An example of a Kickstarter campaign page.

Kickstarter campaigns operate using all or nothing funding model. If a campaign fails, no money changes hands, which puts the heavier burden of failure on the campaign creators who may have invested their own time and money into the campaign.

Photo by Kobu Agency on Unsplash

For the purposes of my analysis, I focused on developing an overall robust predictive algorithm with a side-quest of making sure the creators are taken care of. To accomplish this, I chose to focus on the AUC (Area Under The Curve) ROC (Receiver Operating Characteristics) curve as the primary evaluation metric while paying attention to the precision score for the “Success” class in my analysis to make sure we would not predict too many successes which would turn out to be failures (thus minimizing the false positive rate).

The data for this analysis came from Web Robots site which compiles Kickstarter data on an ongoing basis, I examined the period covering April 2018 through March 2019, for a full year of successful and failed campaigns.

An example of a wildly successful Kickstarter campaign.

The type of information used was the data that would be available when the campaign is launched, such as:

  • the description of the campaign (used as length in words)
  • campaign length (in days)
  • whether or not the campaign has Kickstarter endorsement
  • the goal in USD
  • location of the campaign (US-based or not)
  • the category of the campaign

Slightly more than half of campaigns within my dataset were successful (54% success, 46% failure), so the classes were fairly well balanced.

As a result of the initial evaluation of several classification algorithms, and based on the Area Under the Curve (AUC) as my main evaluation metric, XGBoost and Logistic Regression were the top performers.

The Receiving Operating Characteristic (ROC) Curves for the models used in the analysis.

Double checking the precision score for the SUCCESS class of the campaign, to make sure we are not predicting too many successes which would turn out to be failures, the overall top performer is XGBoost with Precision score of 0.71.

Results for the XGBoost model performance on the test dataset.

After running the , XGBoost, on the test data, it performed consistently, which means there was no overfitting or under-fitting in the data. The precision score for the success class increased slightly, from 0.71 to 0.72.

After settling on the best model for this analysis, I reviewed which features are going to be the most important for a successful campaign.

Using a metric called the SHAP values, we can examine which attributes have higher importance for campaign success.

Feature importance for XGBoost Kickstarter model.

The color indicates the magnitude of the feature, The direction indicates positive or negative impact on the model outcome. The splotchy appearance comes from many data points clustered together at those areas. For example, having a small goal has positively affected many campaigns, and having large goals has been detrimental to a smaller proportion of campaigns. Being endorsed by Kickstarter makes a big difference for those campaigns that have it, but not getting it doesn’t hurt that much.

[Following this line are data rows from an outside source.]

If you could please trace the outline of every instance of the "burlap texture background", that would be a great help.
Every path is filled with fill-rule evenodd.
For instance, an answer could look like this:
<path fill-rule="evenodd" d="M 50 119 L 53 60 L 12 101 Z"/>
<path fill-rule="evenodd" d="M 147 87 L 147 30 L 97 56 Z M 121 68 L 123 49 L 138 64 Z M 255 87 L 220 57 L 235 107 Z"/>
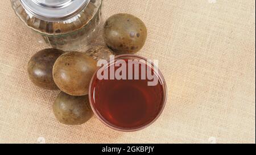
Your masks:
<path fill-rule="evenodd" d="M 27 74 L 34 42 L 0 2 L 0 143 L 255 143 L 254 0 L 105 1 L 104 21 L 127 12 L 146 23 L 138 55 L 159 60 L 168 87 L 159 119 L 141 131 L 114 131 L 94 116 L 67 126 L 55 119 L 58 92 Z M 103 44 L 102 28 L 92 44 Z M 86 47 L 80 50 L 84 51 Z"/>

The categories here are being compared to art so we can conclude that design and games are getting higher traction than art while journalism and crafts appear to be negatively affecting the campaign’s odds of success.

My app demo page — take it for a spin!

To demonstrate this predictive algorithm at work, I developed a Flask app using the logistic regression model, second highest performing algorithm which proved to be easier and faster deployable than XGBoost.

The app itself can be found here — feel free to play around with your favorite Kickstarter campaign and let me know how it turns out!

In conclusion, the creators are recommended to do the following to increase the chances of their campaigns’ success:

  • Set a small goal in USD that fits the scope of the campaign
  • Don’t stretch the campaign past 30 days
  • Consider the category carefully
  • Get endorsed by Kickstarter if possible

Going forward, I’d like to develop an XGBoost Heroku app and increase the functionality and visual appeal, look into how much the successful campaigns raise and if setting stretch goals is beneficial, and dive into the ongoing challenge of campaign fulfillment and how it can be improved.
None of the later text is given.